Definition of caravan in English:
- More than 200 exhibitors will be offering an unrivalled selection of the very latest models of caravans, motorhomes, holiday homes and camping equipment.
- To anybody who has ever endured a caravan holiday in Ireland, mobile homes will always conjure up images of laminate interiors, chintzy furnishings and Travel Scrabble.
- It is also estimated that some one-in-three adults have been camping or taken a caravan holiday at some time.
- But in our case, one must not only build a caravan of gypsy wagons with their own two hands - but make an entire sideshow carnival!
- With his dog and his young friends he'd set out in his vardo - a horse-drawn gypsy caravan - and end up in the most wonderful, strange and exciting places.
- As late as the 1930s, the area around the portes d' Italie, Choisy and Ivry was a no-man's land dotted by Gypsy caravans and shacks.
- Our little covered caravan was dwarfed by these new surroundings.

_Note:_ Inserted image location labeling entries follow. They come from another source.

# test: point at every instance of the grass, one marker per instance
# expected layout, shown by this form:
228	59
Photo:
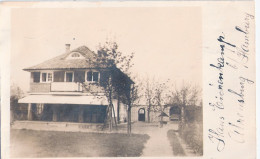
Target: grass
174	141
30	143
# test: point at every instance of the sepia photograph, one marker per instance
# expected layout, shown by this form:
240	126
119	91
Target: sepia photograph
128	79
106	82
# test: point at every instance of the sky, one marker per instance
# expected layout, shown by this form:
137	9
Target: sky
166	41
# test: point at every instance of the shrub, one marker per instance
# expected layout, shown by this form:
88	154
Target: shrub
192	134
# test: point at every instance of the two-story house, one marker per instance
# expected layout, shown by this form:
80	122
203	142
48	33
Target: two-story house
67	89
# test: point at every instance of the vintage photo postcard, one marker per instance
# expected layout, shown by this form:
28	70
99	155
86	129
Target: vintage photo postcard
128	79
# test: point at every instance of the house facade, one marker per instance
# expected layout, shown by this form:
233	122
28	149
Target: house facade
68	88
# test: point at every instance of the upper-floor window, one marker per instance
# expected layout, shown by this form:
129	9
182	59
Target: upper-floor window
69	77
92	76
46	77
75	55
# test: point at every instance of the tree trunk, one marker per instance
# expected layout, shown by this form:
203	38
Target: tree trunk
181	125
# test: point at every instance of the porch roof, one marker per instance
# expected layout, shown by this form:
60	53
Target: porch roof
63	99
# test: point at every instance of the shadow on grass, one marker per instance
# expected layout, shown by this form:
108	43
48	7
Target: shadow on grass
174	141
30	143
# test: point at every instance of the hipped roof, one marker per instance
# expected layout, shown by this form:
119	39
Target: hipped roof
60	62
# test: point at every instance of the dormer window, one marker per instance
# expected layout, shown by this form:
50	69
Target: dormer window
46	77
92	76
75	55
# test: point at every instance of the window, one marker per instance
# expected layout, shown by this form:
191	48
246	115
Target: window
75	55
69	76
39	109
49	77
46	77
92	76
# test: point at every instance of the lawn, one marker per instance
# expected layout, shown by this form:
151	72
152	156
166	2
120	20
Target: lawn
176	146
30	143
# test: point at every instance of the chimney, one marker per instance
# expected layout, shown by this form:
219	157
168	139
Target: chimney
67	47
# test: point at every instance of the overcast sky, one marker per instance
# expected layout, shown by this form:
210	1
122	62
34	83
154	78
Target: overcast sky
166	41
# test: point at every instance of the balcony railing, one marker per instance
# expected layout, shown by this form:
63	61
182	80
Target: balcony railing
66	87
40	87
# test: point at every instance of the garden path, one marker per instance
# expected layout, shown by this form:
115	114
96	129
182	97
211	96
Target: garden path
158	145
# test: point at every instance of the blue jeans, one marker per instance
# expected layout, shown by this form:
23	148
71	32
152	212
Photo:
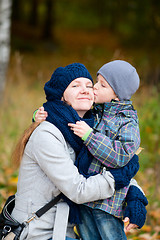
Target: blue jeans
99	225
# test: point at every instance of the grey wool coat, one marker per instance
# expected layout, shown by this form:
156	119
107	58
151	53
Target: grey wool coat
47	168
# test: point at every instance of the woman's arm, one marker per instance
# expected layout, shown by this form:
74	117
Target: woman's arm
112	153
51	153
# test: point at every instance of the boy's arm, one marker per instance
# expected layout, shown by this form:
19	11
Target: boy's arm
112	153
135	210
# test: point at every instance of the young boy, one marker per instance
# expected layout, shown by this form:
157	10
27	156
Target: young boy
113	142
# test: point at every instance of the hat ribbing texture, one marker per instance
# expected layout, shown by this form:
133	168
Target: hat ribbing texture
62	77
122	77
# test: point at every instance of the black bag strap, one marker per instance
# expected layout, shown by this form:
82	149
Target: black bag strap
49	205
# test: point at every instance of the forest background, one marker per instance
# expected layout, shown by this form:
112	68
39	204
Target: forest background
46	34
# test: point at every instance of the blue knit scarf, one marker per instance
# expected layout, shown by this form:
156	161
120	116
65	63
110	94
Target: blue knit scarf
60	114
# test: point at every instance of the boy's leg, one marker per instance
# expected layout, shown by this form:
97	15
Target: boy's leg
88	229
109	227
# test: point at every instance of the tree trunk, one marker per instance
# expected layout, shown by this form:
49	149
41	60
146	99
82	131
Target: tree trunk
5	21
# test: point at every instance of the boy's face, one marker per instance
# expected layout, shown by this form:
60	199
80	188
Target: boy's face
103	91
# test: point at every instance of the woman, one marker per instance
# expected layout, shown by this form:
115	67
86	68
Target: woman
47	166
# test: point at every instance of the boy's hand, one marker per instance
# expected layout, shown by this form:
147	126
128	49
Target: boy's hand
41	115
128	225
80	128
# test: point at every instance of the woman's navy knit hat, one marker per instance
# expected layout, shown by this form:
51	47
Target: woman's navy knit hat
122	77
62	77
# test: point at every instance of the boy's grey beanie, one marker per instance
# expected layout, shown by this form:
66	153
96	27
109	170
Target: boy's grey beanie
122	77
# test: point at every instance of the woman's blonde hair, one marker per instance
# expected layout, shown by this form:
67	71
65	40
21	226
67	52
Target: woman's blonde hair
19	149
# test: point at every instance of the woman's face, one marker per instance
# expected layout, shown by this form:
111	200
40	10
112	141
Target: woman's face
79	95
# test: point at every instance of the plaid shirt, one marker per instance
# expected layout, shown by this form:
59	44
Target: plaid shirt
113	143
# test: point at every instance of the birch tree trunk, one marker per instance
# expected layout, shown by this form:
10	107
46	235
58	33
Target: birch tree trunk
5	22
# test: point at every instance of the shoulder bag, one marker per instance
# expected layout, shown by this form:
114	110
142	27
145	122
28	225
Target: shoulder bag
10	228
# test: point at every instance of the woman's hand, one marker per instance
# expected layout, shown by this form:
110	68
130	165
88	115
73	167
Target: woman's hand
80	128
41	115
128	225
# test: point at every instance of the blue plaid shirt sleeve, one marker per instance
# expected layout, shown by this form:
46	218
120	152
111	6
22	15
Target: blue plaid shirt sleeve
118	147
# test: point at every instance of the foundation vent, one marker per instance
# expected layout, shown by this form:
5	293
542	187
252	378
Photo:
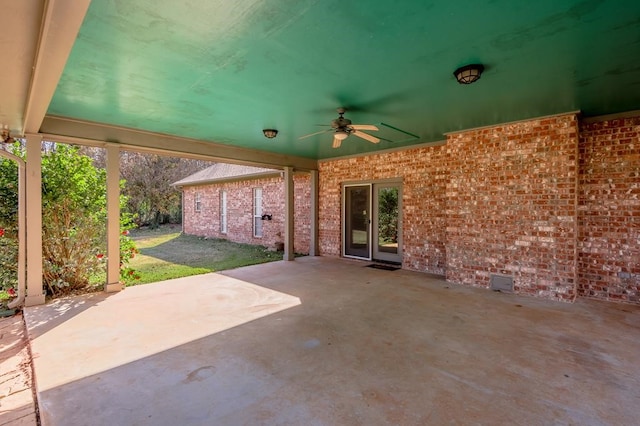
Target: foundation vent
502	283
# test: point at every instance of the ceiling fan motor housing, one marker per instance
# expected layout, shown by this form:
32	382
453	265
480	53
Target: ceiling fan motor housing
340	122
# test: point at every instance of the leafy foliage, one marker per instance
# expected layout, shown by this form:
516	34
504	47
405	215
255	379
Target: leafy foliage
151	200
388	215
73	218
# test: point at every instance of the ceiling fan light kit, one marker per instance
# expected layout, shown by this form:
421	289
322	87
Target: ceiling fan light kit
469	73
342	129
270	133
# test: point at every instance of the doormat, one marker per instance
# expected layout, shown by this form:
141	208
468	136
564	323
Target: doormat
383	267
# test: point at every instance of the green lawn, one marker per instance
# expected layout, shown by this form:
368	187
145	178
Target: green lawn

- At the end of the road stood a canvas covered caravan and beside it a tiny theatre, a miniature stage with a black curtain backdrop.
- This tiny caravan, organised with military precision, is home to scores of costumes, with an outfit for every cog in the wheel that drives the circus operation.
- It is believed that the dogs got their name from travelling with caravans of traders.
- The caravan of desert travelers came over the ridges of sand, marching ceaselessly under the blazing yellow sun.
- In older books I found tales of desert caravans, raids by Bedouin clans, near starvation, and hard-won spiritual enlightenment.
- The entire entourage was traveling across a long dirt road, like a caravan, with animals and performers and equipment and everything in tow.
- Then I heard cars, and I turned to see a caravan of vehicles pulling up behind mine.
- What they're going to do about it: First, they're going to drive very slowly to Ottawa in a caravan involving dozens of cars.
The first use of caravan was for a group of people travelling together across a desert in Asia or North Africa. The word comes from French caravane, from Persian kārwān. The sense ‘covered horse-drawn wagon’ dates from the early 19th century; during this period it also described a third class ‘covered carriage’ on a railway. A caravanserai (late 16th century) is from Persian kārwānsarāy, literally a ‘caravan palace’: the word is either the same as the early sense of caravan or describes an inn with a central courtyard for travellers. Van (early 19th century) is a shortening of caravan, to which the word also sometimes refers. The earlier van (early 17th century), ‘the foremost part of a group of people’, found as part of the phrase in the van of, is also an abbreviated form, from vanguard (Late Middle English), whose first part was from Old French avant ‘before’ ( compare vamp). The workman's white van is such a familiar sight that white van man has recently entered the language to mean an aggressive male van driver, or more widely an ordinary working man with forthright views.